The problem isn’t that reviews aren’t happening. In fact, most mature MSPs are already running quarterly business reviews, technology reviews, or security reviews in some form. The real problem is that too many reviews become isolated events. A report is created, a meeting takes place, recommendations are discussed, and then everyone moves on until the next review arrives three months later. By that point, much of the previous conversation has been forgotten, little progress has been tracked, and the process starts all over again.

One of the biggest reasons this happens is inconsistency. In many MSPs, every Account Manager runs reviews differently. One Account Manager might spend significant time discussing security strategy and future improvements, while another focuses on support statistics and operational issues. Neither approach is necessarily wrong, but the result is that clients receive vastly different experiences depending on who happens to be leading the meeting.

As MSPs grow, this inconsistency becomes increasingly difficult to manage. Leadership teams often assume reviews are being delivered to a consistent standard across the client base, but when they look more closely they discover that recommendations are documented differently, risks are presented differently, and follow-up actions are tracked differently. Some clients receive detailed strategic guidance while others receive little more than a status update. The challenge isn’t usually a lack of effort. It’s the absence of a structured and repeatable process.

Another common issue is that security reviews frequently contain too much technical detail and not enough context. Engineers naturally think in terms of configurations, settings, policies, and controls. Clients, on the other hand, tend to think in terms of risk, business impact, and priorities.

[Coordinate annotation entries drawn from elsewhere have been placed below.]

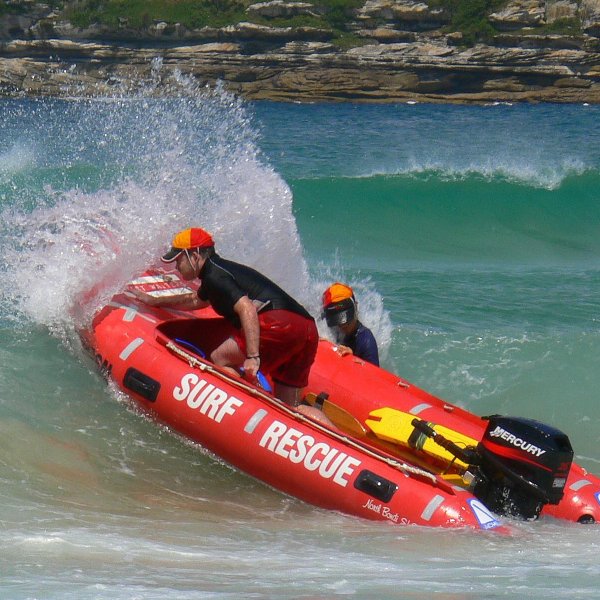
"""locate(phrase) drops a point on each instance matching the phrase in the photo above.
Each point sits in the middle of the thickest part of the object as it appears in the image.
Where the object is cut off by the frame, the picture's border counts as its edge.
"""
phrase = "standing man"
(273, 332)
(341, 314)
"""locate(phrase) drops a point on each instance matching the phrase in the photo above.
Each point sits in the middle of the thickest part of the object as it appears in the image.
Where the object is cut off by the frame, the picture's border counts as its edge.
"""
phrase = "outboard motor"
(522, 464)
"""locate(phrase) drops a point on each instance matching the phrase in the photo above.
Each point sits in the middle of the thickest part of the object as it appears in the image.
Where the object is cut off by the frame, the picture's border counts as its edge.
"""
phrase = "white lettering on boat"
(385, 511)
(301, 448)
(205, 397)
(516, 441)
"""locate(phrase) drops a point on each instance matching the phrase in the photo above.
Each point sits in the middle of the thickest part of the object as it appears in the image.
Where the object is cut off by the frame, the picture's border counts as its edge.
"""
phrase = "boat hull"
(149, 353)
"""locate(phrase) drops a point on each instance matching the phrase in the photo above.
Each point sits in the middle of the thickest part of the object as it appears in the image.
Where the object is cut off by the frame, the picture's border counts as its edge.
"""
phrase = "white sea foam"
(175, 163)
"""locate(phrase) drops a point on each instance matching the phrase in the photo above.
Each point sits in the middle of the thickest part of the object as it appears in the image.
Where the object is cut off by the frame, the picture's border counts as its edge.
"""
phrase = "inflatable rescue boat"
(396, 454)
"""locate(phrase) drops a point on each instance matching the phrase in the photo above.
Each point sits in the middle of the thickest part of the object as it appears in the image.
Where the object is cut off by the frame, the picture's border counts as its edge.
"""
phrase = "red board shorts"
(288, 346)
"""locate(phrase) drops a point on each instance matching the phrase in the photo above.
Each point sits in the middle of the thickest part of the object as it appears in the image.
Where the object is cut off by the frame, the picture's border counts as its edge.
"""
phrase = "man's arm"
(246, 311)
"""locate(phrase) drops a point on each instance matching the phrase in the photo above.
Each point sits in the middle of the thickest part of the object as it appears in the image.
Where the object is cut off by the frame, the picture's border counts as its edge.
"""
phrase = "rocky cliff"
(406, 54)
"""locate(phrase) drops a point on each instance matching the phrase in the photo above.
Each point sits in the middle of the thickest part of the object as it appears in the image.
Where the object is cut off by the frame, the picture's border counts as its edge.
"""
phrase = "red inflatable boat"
(396, 454)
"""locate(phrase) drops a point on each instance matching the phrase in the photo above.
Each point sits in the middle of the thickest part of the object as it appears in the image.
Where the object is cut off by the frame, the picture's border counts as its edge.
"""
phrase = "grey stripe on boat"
(130, 348)
(581, 483)
(430, 508)
(254, 420)
(415, 410)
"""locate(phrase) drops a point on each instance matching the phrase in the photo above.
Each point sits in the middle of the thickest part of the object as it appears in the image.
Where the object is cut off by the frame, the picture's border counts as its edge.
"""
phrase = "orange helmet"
(339, 305)
(188, 239)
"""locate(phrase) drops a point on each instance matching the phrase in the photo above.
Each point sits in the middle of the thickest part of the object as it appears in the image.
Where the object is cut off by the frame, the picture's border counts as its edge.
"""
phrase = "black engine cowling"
(523, 465)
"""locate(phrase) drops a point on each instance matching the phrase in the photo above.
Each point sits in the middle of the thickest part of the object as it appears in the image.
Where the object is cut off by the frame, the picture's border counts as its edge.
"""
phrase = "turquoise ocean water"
(471, 236)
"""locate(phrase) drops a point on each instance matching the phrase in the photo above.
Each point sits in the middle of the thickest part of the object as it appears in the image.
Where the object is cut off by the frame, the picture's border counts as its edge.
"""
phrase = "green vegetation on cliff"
(469, 17)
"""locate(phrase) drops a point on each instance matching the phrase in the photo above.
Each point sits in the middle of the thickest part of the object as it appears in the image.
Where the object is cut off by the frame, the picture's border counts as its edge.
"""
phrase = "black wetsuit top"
(224, 282)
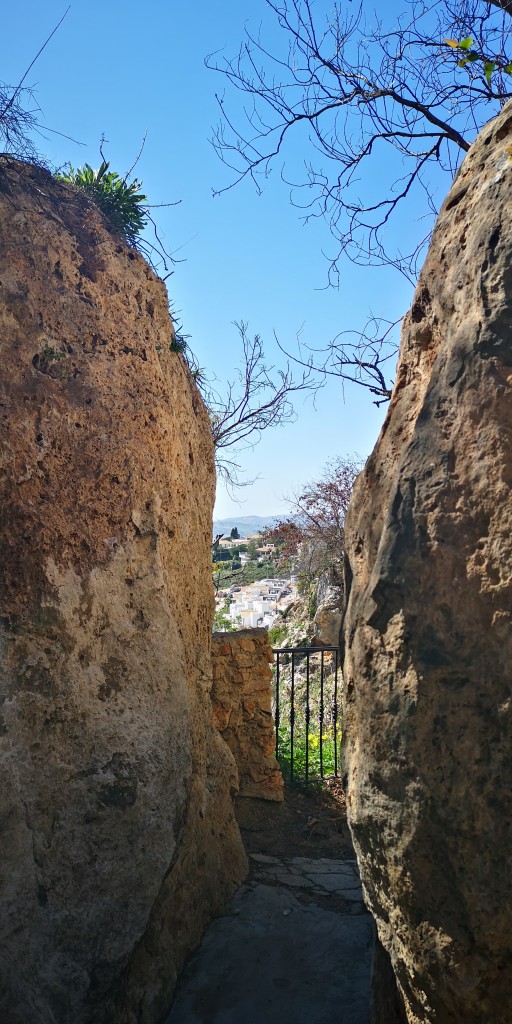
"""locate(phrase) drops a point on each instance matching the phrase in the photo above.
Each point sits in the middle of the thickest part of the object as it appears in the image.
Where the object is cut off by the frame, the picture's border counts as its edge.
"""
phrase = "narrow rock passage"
(294, 945)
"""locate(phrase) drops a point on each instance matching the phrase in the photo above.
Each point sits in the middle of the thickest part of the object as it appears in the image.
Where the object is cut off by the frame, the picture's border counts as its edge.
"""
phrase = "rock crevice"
(120, 838)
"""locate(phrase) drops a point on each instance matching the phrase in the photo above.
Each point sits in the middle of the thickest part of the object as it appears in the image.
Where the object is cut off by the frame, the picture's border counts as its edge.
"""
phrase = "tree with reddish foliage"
(314, 532)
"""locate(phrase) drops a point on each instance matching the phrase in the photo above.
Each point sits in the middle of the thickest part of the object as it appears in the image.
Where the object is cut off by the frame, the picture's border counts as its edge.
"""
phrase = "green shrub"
(123, 204)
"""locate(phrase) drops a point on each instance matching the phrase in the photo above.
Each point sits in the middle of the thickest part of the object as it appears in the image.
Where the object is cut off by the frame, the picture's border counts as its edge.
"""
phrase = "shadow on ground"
(295, 943)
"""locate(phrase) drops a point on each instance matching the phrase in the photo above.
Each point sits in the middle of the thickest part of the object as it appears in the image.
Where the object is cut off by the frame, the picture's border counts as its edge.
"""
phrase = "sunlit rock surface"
(119, 840)
(428, 629)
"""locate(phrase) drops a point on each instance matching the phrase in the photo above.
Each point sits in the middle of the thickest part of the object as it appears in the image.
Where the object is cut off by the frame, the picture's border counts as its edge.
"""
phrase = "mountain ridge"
(246, 524)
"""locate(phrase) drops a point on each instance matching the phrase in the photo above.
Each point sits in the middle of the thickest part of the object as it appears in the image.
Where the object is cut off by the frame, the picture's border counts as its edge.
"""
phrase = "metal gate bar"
(301, 701)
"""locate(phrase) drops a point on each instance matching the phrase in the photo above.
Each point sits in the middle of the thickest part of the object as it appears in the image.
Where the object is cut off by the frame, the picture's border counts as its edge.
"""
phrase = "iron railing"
(306, 712)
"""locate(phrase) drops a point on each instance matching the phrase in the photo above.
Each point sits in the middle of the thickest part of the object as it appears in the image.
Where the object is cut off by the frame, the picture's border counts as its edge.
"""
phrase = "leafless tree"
(19, 113)
(355, 89)
(259, 397)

When a review becomes overloaded with technical language, the client often struggles to understand what actually matters. They leave the meeting knowing that a number of findings were identified, but without a clear understanding of which issues should be addressed first and why.

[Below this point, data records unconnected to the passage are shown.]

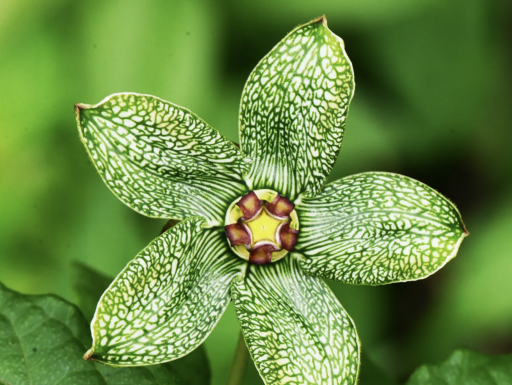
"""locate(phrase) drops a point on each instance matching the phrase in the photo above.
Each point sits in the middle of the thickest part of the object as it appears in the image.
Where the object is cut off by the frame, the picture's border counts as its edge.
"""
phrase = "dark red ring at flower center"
(275, 214)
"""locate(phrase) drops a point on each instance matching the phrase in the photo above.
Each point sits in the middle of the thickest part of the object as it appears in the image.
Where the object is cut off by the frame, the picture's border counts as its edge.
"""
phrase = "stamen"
(288, 237)
(238, 235)
(250, 205)
(280, 206)
(262, 255)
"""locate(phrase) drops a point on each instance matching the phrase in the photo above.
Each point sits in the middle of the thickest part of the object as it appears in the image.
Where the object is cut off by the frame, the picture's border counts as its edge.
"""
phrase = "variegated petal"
(375, 228)
(293, 111)
(296, 330)
(167, 300)
(161, 159)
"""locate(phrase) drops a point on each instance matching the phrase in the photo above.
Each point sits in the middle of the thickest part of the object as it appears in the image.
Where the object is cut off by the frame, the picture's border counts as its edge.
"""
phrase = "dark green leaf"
(43, 338)
(466, 367)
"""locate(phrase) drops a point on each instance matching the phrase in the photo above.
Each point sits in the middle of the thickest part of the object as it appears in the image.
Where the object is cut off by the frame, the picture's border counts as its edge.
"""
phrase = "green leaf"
(88, 286)
(160, 159)
(193, 368)
(42, 339)
(167, 300)
(375, 228)
(371, 374)
(293, 111)
(466, 367)
(296, 330)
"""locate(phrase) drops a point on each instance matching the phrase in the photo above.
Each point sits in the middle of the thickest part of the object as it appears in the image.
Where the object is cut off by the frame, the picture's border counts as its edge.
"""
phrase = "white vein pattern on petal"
(293, 111)
(374, 228)
(168, 299)
(160, 159)
(295, 328)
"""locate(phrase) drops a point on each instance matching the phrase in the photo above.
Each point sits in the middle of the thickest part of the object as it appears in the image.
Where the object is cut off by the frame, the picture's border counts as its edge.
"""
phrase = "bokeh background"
(433, 101)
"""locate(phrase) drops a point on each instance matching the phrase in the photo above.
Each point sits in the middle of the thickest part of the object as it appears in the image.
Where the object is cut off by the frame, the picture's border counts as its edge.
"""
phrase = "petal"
(296, 330)
(375, 228)
(167, 300)
(161, 159)
(293, 111)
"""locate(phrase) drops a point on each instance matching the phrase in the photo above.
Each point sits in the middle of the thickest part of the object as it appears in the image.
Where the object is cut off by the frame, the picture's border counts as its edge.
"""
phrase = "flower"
(165, 162)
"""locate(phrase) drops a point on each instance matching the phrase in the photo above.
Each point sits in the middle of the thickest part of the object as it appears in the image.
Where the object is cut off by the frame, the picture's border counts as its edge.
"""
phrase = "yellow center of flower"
(263, 228)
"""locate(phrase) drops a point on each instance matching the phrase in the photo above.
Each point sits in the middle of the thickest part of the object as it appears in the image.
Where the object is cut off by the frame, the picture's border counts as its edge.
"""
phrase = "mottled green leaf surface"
(466, 367)
(293, 111)
(161, 159)
(42, 340)
(375, 228)
(296, 330)
(88, 286)
(167, 300)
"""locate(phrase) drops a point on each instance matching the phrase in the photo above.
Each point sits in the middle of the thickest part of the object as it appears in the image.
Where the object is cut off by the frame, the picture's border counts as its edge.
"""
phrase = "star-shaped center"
(262, 226)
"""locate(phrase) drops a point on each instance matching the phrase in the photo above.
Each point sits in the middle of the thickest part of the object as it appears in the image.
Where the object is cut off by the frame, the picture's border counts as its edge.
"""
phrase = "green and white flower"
(257, 225)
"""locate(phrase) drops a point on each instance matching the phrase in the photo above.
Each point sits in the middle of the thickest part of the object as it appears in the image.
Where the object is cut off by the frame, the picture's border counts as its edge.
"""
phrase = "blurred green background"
(433, 101)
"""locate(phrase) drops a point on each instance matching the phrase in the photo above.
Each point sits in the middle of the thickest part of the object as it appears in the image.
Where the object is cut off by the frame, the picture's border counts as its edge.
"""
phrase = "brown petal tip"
(238, 235)
(262, 255)
(288, 237)
(250, 205)
(280, 206)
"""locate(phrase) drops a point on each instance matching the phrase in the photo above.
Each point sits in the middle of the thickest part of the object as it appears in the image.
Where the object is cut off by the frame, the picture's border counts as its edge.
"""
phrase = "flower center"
(262, 226)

The most effective security reviews take a different approach. Rather than focusing on individual technical observations, they focus on helping clients understand their current position, the progress they have made, and the steps they should take next. The review becomes less about technology and more about decision-making. Instead of presenting a long list of disconnected findings, the conversation revolves around priorities, risk reduction, and continuous improvement.

Perhaps the biggest difference between average security reviews and excellent ones is continuity. A great review doesn’t start from scratch every quarter. It builds upon previous conversations. Clients can see what recommendations were made during the last review, which actions were completed, what has improved, and what still requires attention. This creates momentum. Security becomes an ongoing journey rather than a series of disconnected meetings.

Clients respond positively to this approach because it demonstrates progress. Business owners want to know that the investments they are making are producing results. They want to see evidence that their environment is becoming more secure over time. When reviews are structured around progress and improvement, they become significantly more valuable and engaging.

Ultimately, the purpose of a security review isn’t to produce a report. The report is simply a tool that supports the conversation. The real objective is to help clients understand risk, make informed decisions, and continuously improve their security posture. The MSPs that achieve this consistently are the ones that transform security reviews from administrative exercises into meaningful business discussions.

As cybersecurity continues to move higher up the agenda for businesses of all sizes, the importance of delivering structured, consistent, and measurable security reviews will only increase. The MSPs that invest in improving their review process today will be the ones that stand out tomorrow.